I'm not sure I really understand what you are asking here.
Are you asking about commonalities between people with auto-immune diabetes diagnosed when they were children? Because yes, I would agree with you that people who went through this have a shared experience of something terrible and traumatic.
Or were you referring to 'adult-onset insulin-dependent people with diabetes'? Because this is not just classic Type 1 people.
I recently attended an insulin-dosing workshop where we were taught to adjust our insulin to our food and our lifestyles. For me the best part of the experience was meeting other insulin-dependent people in person and sharing experiences and tips - stuff that the nurses would never tell you, like how it's ok to reuse your lancet lol.
Of the 10 people there, only one had been diagnosed as a child. It was interesting and often heart-wrenching to hear her experiences of being diagnosed aged seven. But all the rest of us had been diagnosed as adults (21 and older) and had had the chance to live 'normal' lives so as much as we could empathize, we could never know what it was like to go through that sort of childhood. So obviously, the adult-onset people had a different set of experiences and issues compared to what the juvenile-onset person had gone through.

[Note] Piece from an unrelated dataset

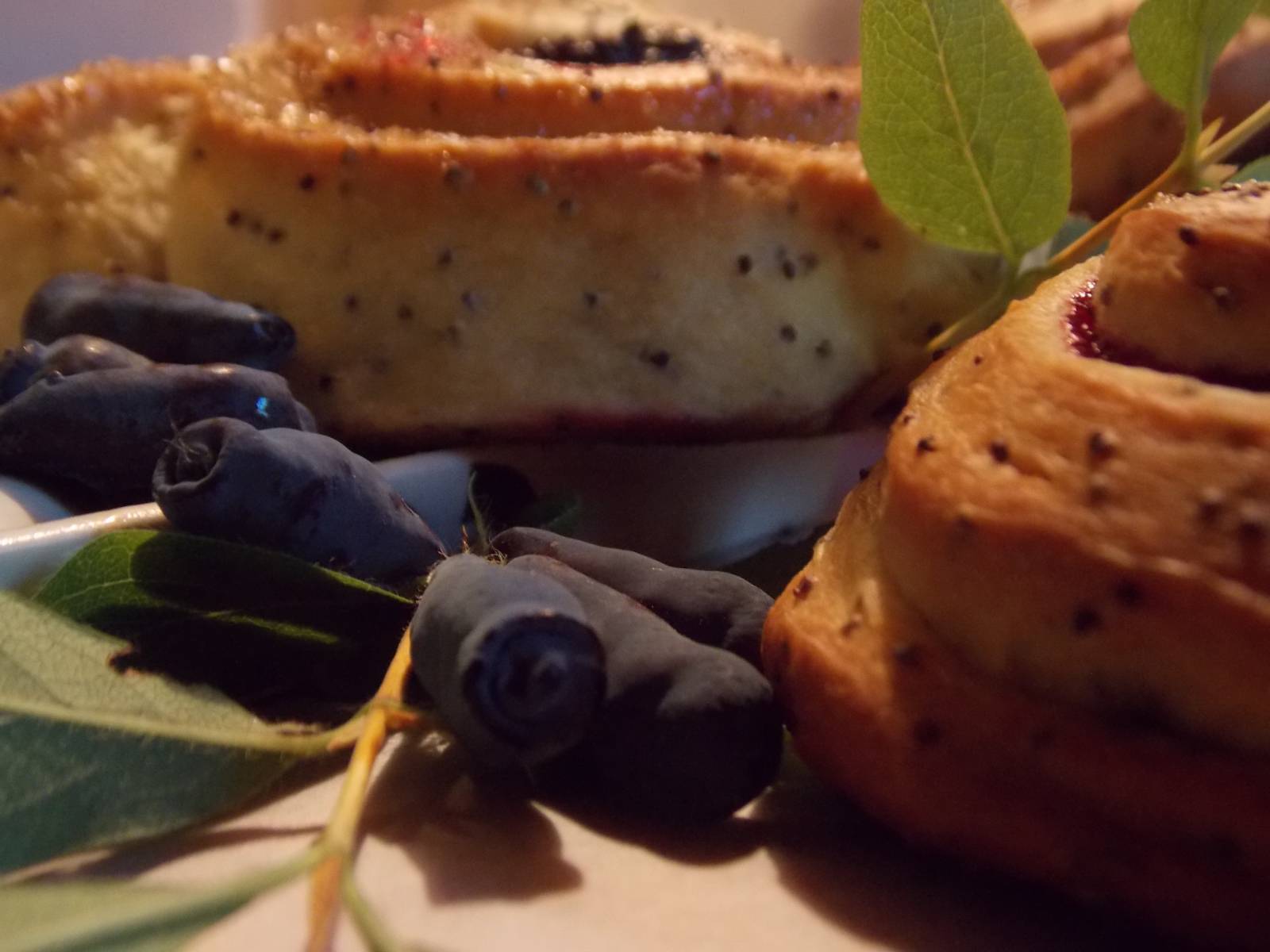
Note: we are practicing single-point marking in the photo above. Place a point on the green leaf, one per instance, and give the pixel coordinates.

Of the 9 adult-onset cases, 8 had antibodies, one did not. Me. But I live my life the exact same way as they do - except with less carb in my diet and more insulin resistance!

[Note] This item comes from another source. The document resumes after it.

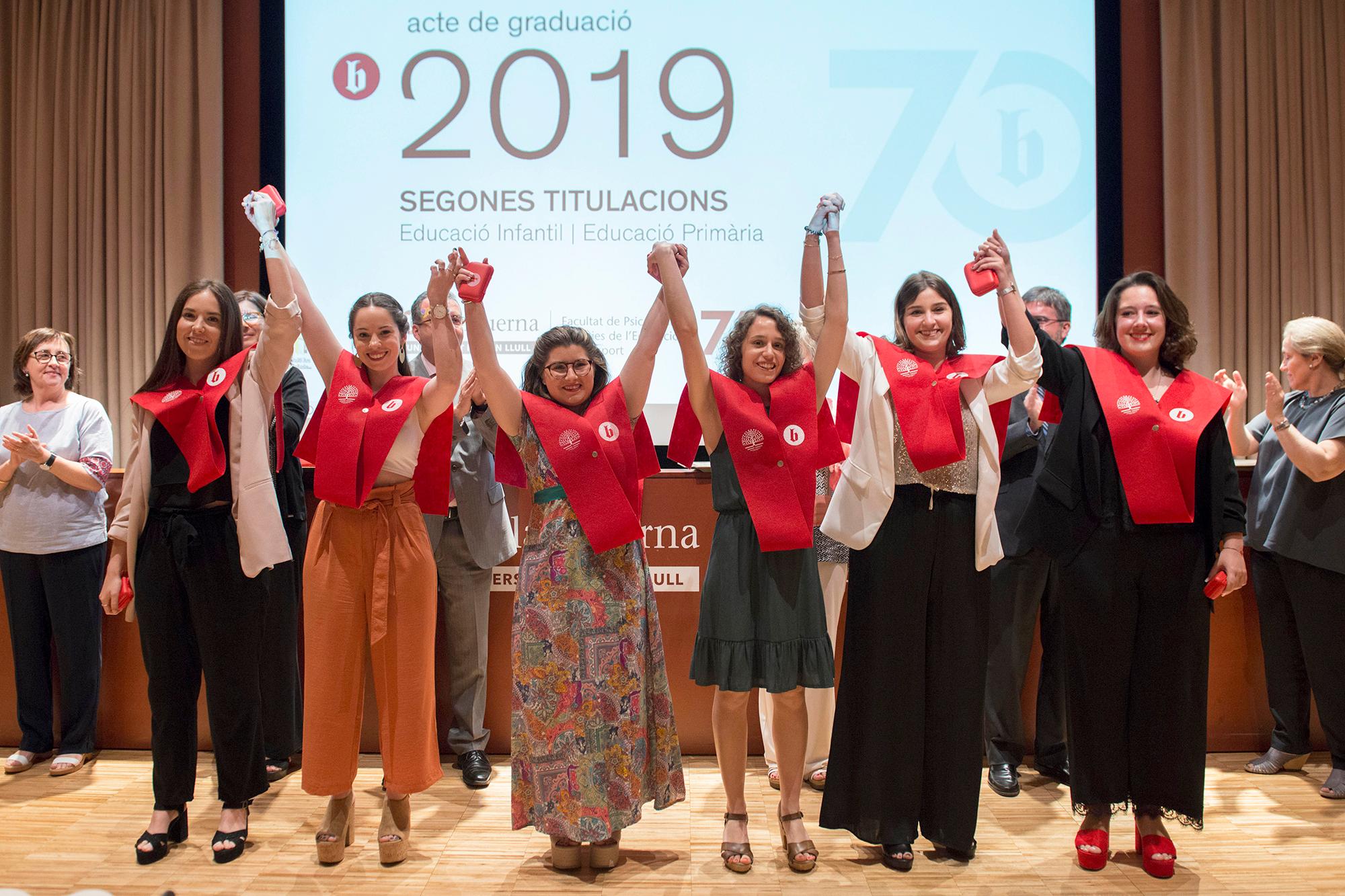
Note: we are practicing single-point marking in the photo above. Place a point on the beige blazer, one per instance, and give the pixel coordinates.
(868, 479)
(262, 534)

Your post unnecessarily polarizes PWDs into artificial 'categories' which don't capture the fullness of shared experiences. For example, the shared experiences of those who were diagnosed with insulin-dependent diabetes as children, which are quite different from the shared experiences of those diagnosed with insulin-dependent diabetes as adults. 'Type' doesn't come into it. Do you feel you would have nothing in common with someone who was insulin-dependent, who had got there without an autoimmune episode? Or do you need the presence of antibodies to feel a connection?